Thursday, April 30, 2009

Special Prayer Session

One of the most contested things about Israeli Independence day among various religious sects is whether to say hallel and if so, with a bracha or without. Before moving to Israel, I had never celebrated Israeli Independence Day (though as I'm writing this, I seem to recall a BBQ at my parents house once). After I got here I joined a religious zionist community and started celebrating the independence. I have been going to special prayers every year since I got here, though I still haven't said hallel with a bracha. It's a lot more then just hallel, they add in a whole bunch of stuff including blowing the shofar at night and reading a haftorah (without a bracha) during the day.

This year after the bris, we had thought we were going to hang out with my aunt and uncle who are here (for the first time) on a mission. We couldn't get ahold of them right away so we decided to go to the kotel for a little bit. They called as we were driving to their hotel and told us that the group was doing something that evening, so they wouldn't be able to get together with us until the next day for the family BBQ. We realized after we hung up that their hotel was across the street from the parking lot, so we stopped in the hotel anyways and visited for a bit. We continued on our way to the wall and the kids were all complaining that they were starving hungry (apparantly they forgot you are supposed to eat at a bris) so we stopped for pizza (70 shekel a pie in the old city, איזה מכה.

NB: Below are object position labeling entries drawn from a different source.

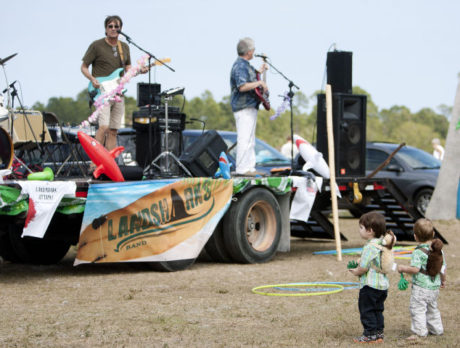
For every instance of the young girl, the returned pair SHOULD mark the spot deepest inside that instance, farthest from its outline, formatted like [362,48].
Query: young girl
[373,283]
[425,315]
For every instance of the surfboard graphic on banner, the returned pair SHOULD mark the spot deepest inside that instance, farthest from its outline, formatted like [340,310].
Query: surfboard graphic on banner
[162,220]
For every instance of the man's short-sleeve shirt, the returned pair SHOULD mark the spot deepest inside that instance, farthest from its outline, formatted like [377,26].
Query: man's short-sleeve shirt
[370,256]
[242,72]
[419,260]
[102,57]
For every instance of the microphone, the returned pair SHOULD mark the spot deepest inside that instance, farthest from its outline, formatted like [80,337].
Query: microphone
[122,33]
[263,56]
[10,86]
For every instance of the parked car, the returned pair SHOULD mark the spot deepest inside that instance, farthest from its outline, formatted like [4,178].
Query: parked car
[412,170]
[267,157]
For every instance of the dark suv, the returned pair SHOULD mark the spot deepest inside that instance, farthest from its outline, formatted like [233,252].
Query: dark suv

We then realized that we would be right on time for special prayers at the wall, so we hurried on down. They were just finishing up the speeches and we watched as they raised the flag to full mast and put out the big memorial flame that had been burning next to the Wall throughout Memorial Day. We then proceeded to do special prayers. Special Prayers (which includes the normal evening service) was very, very long. The first part was read repetitively half of a pasuk by the chazzan and the other half by the people, sometime. They were chanting sefardically as well (though nobody slaughtered a goat) and tried to throw in the tune of Hatikva as many times as they could during the reading/chanting. Hallel took way too long. Did you know that you could do the entire hatikva tune for each הודו לה' כי טוב. I hadn't know it was possible.

We decided to leave immediately afterwards and did not stay for the dancing.

We got to my brother's in Modiin (where we were staying) around 11:00 PM and then we started the grill up. My brother made a rub for the grilled chicken that was a bit strong, it was based on spicy paprika. It was a good way to end the evening.